En la madrugada de este domingo 1 de marzo de 2026, los sistemas de monitoreo del Servicio Geológico Colombiano (SGC) registraron un temblor de magnitud considerable que despertó a los habitantes del noreste del país. Según el boletín actualizado de la entidad, el movimiento telúrico ocurrió a las 05:12 de la mañana, con una magnitud de 5.3 en la escala de Richter.

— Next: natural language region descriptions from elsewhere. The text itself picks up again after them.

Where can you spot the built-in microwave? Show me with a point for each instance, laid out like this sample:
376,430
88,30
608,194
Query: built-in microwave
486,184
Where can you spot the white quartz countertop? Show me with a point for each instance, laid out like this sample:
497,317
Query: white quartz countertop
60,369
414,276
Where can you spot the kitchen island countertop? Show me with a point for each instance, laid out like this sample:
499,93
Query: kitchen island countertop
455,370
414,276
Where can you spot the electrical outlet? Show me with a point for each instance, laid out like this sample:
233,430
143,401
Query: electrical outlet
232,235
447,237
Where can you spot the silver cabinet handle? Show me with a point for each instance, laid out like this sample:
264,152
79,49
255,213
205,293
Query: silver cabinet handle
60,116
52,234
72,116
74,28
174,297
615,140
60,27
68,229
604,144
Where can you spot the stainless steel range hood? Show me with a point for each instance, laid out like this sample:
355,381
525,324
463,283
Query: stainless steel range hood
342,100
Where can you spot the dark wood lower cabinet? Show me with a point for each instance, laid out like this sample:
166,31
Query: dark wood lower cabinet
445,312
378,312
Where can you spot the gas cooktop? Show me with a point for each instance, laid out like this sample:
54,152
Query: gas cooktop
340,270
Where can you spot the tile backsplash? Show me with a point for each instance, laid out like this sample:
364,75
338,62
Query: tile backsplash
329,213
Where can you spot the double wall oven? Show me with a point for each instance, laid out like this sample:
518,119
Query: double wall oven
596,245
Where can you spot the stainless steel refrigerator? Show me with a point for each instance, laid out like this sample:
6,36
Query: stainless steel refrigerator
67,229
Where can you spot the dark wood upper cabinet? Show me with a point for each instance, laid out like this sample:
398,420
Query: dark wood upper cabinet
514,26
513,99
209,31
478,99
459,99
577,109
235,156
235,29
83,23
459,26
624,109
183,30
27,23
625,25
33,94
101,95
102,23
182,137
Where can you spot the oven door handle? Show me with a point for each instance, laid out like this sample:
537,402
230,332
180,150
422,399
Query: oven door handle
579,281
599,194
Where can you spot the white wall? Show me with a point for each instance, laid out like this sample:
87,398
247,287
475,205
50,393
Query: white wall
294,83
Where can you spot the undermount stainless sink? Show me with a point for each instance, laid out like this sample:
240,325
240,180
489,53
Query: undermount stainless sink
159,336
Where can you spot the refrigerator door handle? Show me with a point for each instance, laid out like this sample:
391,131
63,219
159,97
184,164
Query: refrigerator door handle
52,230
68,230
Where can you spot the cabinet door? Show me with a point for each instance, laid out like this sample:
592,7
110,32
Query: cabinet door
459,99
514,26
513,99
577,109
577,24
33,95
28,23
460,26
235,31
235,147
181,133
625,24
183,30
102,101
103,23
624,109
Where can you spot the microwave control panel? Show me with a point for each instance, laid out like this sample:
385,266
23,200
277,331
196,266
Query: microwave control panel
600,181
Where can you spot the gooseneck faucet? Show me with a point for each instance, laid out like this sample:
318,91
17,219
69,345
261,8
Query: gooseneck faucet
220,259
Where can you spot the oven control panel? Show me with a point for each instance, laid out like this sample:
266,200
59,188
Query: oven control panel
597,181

Detalles técnicos del evento
El epicentro se localizó exactamente a 13 kilómetros del municipio de Salazar, en el departamento de Norte de Santander. Los datos técnicos proporcionados por el SGC sitúan las coordenadas del evento en la latitud $7.71$ norte y longitud $-72.91$ oeste. Un factor determinante en la percepción de este sismo fue su profundidad de 179 kilómetros, lo que técnicamente se clasifica como un sismo de profundidad intermedia.
Debido a esta profundidad, las ondas sísmicas lograron propagarse a través de la corteza terrestre afectando no solo al municipio del epicentro, sino también a localidades cercanas como:
- Arboledas: a 14 km del epicentro.
- Gramalote: a 23 km del epicentro.
- Cúcuta: capital del departamento, donde se reportó una fuerte percepción.
- Bucaramanga: en el departamento de Santander, debido a su proximidad geográfica y geológica.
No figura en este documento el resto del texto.